What to consider when launching your fashion business

Your vision – and how you’ll execute your vision – is key. Plan and communicate your vision clearly and you’ll be on your way to materialising your visionary dream.

1. Your brand and brand values

Do you want to be slow fashion or fast fashion? It’s a decision that needs to be made from the outset. Will you be accommodating a cheaper price point to go mass-market, or do you want your products to cater to a niche? Both are amazing avenues, but with very different struggles.

A niche doesn’t have to mean expensive, but you may choose to have a running theme with a deeper meaningful message behind each piece, which will keep your customer engaged.

Ask yourself what you want your brand’s story to be. When I was launching Tress Clothing, I wanted structure and solid materials to let the clothes speak for themselves. Tress Clothing’s message is truth, trust and positivity – not caving or changing, and staying positive to your vision in an ever-changing surrounding. I wanted to evoke and communicate that through my pieces, so fast fashion wasn’t for me.

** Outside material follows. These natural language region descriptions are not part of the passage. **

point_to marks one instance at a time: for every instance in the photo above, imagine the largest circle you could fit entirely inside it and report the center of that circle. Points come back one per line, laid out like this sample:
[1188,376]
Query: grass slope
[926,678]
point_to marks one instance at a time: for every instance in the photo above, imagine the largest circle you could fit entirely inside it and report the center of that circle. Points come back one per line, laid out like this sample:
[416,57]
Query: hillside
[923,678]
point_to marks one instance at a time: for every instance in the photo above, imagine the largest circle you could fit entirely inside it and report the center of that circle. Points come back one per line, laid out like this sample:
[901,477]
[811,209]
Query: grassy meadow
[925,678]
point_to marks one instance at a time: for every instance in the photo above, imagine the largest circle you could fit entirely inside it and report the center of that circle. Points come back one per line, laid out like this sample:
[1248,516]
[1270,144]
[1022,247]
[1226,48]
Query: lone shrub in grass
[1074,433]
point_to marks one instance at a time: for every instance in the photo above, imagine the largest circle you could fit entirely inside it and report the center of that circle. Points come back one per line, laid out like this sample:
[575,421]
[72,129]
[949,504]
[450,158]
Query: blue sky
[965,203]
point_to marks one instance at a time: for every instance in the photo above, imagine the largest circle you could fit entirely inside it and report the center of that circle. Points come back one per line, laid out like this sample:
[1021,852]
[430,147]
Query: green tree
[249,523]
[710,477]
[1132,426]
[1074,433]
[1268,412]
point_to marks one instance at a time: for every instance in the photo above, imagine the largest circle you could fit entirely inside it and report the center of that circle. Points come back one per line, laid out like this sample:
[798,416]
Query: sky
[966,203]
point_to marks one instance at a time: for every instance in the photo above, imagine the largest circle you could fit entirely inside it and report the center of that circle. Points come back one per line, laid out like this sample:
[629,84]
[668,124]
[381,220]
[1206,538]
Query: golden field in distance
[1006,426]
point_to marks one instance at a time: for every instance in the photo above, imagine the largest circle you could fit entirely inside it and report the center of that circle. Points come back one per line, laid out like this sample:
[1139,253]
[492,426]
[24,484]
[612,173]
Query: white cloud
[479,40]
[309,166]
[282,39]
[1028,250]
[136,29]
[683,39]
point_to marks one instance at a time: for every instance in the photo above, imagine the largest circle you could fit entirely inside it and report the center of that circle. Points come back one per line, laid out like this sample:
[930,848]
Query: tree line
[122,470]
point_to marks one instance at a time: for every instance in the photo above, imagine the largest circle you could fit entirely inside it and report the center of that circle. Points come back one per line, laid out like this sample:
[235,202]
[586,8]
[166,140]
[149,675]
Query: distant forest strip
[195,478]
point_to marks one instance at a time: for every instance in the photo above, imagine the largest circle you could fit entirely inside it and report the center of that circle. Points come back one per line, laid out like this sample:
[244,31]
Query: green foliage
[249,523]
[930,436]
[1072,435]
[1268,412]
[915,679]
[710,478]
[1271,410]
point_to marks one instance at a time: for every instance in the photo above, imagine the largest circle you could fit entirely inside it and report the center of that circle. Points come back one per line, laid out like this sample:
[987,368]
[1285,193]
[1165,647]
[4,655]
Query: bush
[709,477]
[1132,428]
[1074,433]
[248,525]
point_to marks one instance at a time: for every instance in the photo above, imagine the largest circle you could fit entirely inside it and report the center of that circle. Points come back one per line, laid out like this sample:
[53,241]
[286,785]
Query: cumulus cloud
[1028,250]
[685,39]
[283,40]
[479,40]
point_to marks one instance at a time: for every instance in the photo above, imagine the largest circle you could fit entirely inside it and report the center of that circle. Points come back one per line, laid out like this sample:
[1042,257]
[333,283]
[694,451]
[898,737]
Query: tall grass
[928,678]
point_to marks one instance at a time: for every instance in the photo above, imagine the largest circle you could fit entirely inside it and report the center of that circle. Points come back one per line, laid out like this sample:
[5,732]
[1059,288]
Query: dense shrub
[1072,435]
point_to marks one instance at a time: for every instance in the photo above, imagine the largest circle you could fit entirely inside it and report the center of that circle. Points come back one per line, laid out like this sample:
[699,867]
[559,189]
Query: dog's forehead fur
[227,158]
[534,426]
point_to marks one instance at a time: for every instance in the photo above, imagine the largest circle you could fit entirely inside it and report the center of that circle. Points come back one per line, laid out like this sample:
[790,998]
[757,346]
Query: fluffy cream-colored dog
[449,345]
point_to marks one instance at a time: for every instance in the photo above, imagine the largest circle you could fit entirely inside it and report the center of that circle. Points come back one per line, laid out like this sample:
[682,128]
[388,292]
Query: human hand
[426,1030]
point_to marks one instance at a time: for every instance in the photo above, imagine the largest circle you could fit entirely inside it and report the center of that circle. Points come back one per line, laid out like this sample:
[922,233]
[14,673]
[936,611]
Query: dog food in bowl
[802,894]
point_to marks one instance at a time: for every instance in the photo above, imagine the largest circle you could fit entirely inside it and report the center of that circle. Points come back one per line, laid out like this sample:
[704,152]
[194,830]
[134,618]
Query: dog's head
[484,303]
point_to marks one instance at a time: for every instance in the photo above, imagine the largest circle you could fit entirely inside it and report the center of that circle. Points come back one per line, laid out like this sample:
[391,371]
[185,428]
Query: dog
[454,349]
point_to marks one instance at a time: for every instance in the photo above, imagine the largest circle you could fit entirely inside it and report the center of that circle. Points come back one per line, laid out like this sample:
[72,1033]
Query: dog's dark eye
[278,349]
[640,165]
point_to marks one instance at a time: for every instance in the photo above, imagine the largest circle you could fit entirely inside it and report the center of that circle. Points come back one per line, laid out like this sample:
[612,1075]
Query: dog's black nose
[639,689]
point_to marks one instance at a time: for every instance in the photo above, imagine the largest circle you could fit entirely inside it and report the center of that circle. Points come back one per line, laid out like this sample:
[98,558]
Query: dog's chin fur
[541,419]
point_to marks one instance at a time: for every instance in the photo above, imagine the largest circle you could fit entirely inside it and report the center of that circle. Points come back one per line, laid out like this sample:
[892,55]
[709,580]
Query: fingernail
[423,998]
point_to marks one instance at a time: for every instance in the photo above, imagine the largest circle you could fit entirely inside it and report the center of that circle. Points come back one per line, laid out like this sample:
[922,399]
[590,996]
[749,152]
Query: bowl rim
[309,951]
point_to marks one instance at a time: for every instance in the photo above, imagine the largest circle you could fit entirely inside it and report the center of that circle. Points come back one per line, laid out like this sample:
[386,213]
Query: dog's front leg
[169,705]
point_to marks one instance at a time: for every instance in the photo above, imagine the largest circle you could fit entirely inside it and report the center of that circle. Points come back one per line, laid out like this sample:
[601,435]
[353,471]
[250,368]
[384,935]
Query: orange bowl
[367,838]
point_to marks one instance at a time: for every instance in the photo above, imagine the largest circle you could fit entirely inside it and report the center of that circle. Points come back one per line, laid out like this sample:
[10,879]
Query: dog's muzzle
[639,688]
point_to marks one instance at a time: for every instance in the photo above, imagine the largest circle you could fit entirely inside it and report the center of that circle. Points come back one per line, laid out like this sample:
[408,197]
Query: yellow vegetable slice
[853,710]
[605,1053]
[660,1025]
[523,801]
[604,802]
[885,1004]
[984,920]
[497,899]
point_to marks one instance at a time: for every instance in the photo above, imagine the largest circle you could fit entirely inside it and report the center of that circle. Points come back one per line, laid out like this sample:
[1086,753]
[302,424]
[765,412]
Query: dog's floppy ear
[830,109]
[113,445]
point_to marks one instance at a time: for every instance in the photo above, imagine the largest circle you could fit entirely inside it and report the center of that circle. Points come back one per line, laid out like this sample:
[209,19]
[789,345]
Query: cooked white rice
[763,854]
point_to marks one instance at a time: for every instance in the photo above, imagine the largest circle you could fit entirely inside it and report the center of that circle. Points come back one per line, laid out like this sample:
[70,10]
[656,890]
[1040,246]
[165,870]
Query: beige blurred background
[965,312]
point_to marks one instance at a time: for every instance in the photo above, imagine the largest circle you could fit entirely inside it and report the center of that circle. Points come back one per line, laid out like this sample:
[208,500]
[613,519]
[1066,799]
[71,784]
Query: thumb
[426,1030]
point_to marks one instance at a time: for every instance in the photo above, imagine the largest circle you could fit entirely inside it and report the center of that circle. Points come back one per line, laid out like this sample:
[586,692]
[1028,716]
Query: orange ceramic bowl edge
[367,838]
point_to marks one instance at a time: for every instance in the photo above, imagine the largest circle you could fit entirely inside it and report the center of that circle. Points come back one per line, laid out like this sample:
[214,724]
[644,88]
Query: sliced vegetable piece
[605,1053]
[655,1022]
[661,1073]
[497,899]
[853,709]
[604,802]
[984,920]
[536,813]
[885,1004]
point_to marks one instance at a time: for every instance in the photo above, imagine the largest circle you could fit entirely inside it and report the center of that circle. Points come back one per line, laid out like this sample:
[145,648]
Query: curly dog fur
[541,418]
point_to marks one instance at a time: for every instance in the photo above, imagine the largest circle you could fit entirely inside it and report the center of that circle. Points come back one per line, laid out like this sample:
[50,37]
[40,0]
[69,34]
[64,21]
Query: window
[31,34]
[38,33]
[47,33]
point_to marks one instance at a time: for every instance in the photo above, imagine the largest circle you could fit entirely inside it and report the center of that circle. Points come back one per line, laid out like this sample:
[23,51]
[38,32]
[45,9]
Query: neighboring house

Logos and large prints are great, and many brands make them work beautifully. However, for my vision it didn’t work. I didn’t want to risk taking attention away from the core design and message of the product. I’ve found that my customers really enjoy the flexibility no logo garments gives them, to wear the pieces their own way.

2. What do you want your products to look and feel like?

The customer’s experience sits at the core of the brand, and your connection with the customer. Once you have your vision find your market and see what exactly it is they want. When launching Tress Clothing, I researched a few similar brands, with similar concepts, products and price points, and learnt about their approaches to purchasing. I tried to get in front of their customers to understand what it is that they wanted, and what other brands are missing. I also visited boutiques across the country to see if my vision was adaptable. While it’s great to have a strong first collection, it needs to send a clear message with regards to product quality and what customers can expect next.

Once you’ve decided on your brand values, and you’ve distinguished your message, you can really get creative: start designing! Heads up – manufacturing is the gruelling and costly stage, but it’s brand-defining.

Attending trade shows should be on any budding designer’s calendar, as it’s a great way to build out your address book – that’s where I met my key contacts for materials and manufacturing. I also learnt a lot of the basics by attending trade shows, from time-scales, to design advice and how to hit certain price-points. This will put you in a great position when you’re building time projections.

3. How will you promote your brand?

When it comes to promoting Tress Clothing, I work with a company called Jelly Pixels. They take care of the broader marketing plan, as well as things like Google listing and social media. I felt it was important to work with a contractor, as brand promotion is essential but time-consuming, and needs expertise.

I also find trade shows to be a great place to promote the product – people have the chance to be hands-on, and directly relate to the product. Wherever possible, I’d recommend seeking out opportunities to exhibit your products – I believe product placement is key. I had a lot of traction following an exhibition at YKK, and I’m currently working on Tress Clothing’s forthcoming pop-up at Wolf & Badger, a boutique for independent and ethical brands based in London.